In the wake of the 2009 global financial crisis, lecturers at the Faculty of Economics at Vietnam’s National Economics University wanted to find a textbook that would help their students better understand how the economy works.

Associate Professor Ho Dinh Bao, Head of the Department of Economics, says that the traditional economics textbook based on teaching theories first no longer made sense. “A lot of people were saying that economics had failed to explain what was happening in the real world and we did notice that a lot of universities in Europe, as well as in the US, were starting to change textbooks — and not just the textbooks but the whole approach to teaching economics.”

There was strong support among the staff for the way The Economy presented economic theories to students.

While traditional textbooks have a divide between macroeconomics and microeconomics and build up each discipline starting with the theories, The Economy starts with the problems and then identifies the theories that can help explain them, Professor Ho Dinh Bao says.

A good example is the first unit of the textbook that starts with discussions of inequality and the origins of capitalism, which he says are both detailed but also easy to understand. “When you read it is like a novel, so everybody will be able to understand it,” he says. “The main objective of being an economics teacher is that you have to make the students understand it and be able to apply it what is happening around them.”

Currently, the NEU is using The Economy to teach international students on courses that are taught in English. The first cohort of 200 students has started in the current 2020/21 academic year. So far it is clear they appreciate that the online version is free and they very much like the digital elements such as the quizzes, the interactive graphs, and the links to other readings and videos. They also like that the textbook comes with an international dataset that they can use to make observations and carry out experiments.
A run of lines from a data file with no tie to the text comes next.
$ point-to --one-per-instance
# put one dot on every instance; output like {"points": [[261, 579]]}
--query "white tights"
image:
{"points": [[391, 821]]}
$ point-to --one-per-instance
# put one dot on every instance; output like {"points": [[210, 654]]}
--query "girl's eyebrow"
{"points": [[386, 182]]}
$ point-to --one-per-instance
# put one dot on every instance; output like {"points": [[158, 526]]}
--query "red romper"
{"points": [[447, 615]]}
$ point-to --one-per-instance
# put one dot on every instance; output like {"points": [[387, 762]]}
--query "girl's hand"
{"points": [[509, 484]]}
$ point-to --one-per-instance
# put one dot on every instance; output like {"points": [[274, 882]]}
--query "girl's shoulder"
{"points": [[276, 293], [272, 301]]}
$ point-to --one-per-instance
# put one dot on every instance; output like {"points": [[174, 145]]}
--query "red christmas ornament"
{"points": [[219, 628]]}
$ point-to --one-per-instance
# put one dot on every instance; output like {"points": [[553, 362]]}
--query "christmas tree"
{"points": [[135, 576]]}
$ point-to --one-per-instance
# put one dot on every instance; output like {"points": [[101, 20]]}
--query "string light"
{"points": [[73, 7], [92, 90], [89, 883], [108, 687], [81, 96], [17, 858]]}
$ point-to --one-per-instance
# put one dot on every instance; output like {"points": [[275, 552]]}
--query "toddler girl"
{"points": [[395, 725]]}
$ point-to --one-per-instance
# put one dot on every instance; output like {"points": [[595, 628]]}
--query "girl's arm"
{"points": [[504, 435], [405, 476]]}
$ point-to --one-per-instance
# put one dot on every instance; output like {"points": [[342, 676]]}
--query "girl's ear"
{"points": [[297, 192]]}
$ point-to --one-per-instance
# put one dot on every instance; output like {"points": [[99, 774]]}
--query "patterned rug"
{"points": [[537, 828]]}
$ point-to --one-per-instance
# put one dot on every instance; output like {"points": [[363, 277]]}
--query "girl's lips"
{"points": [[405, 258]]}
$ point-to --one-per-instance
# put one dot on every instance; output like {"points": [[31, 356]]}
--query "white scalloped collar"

Professor Ho Dinh Bao says that as the NEU is only in its first year of using The Economy, it is too soon to be able to compare the outcomes for those students compared with previous cohorts.

However, he is clear that students are more “excited” about the subject.

He uses the example of the trade-off between efficiency and equality. When using a traditional textbook, students recognised that inequality meant there would be a gap between rich and poor but did not seem that engaged. However, when using the graphs in The Economy, the new cohort of students has found it much easier to understand what that gap means, what causes it, and how that experience differs between countries.

Based on this experience, Professor Ho Dinh Bao and his colleagues have started the process of translating The Economy into Vietnamese. They have reached the first stage of getting approval for the quality of translation and will employ about 15 lecturers to work on the full translation of the book.

He aims to have the textbook used as the main textbook for all 6,000 students who start at NEU within around five years but is determined to implement it step by step to ensure that it is successfully integrated into the curriculum. When The Economy was implemented for international students, many lecturers said they liked the textbook but were not initially confident about teaching it. “They think it is excellent, but my point is, it may take some time,” he says.

One strategy may be to roll out the use The Economy for pure economics students and then extend that to business students and other undergraduate courses. “We may try this for economics students first and if everything goes alright, we will use it for other majors,” he says.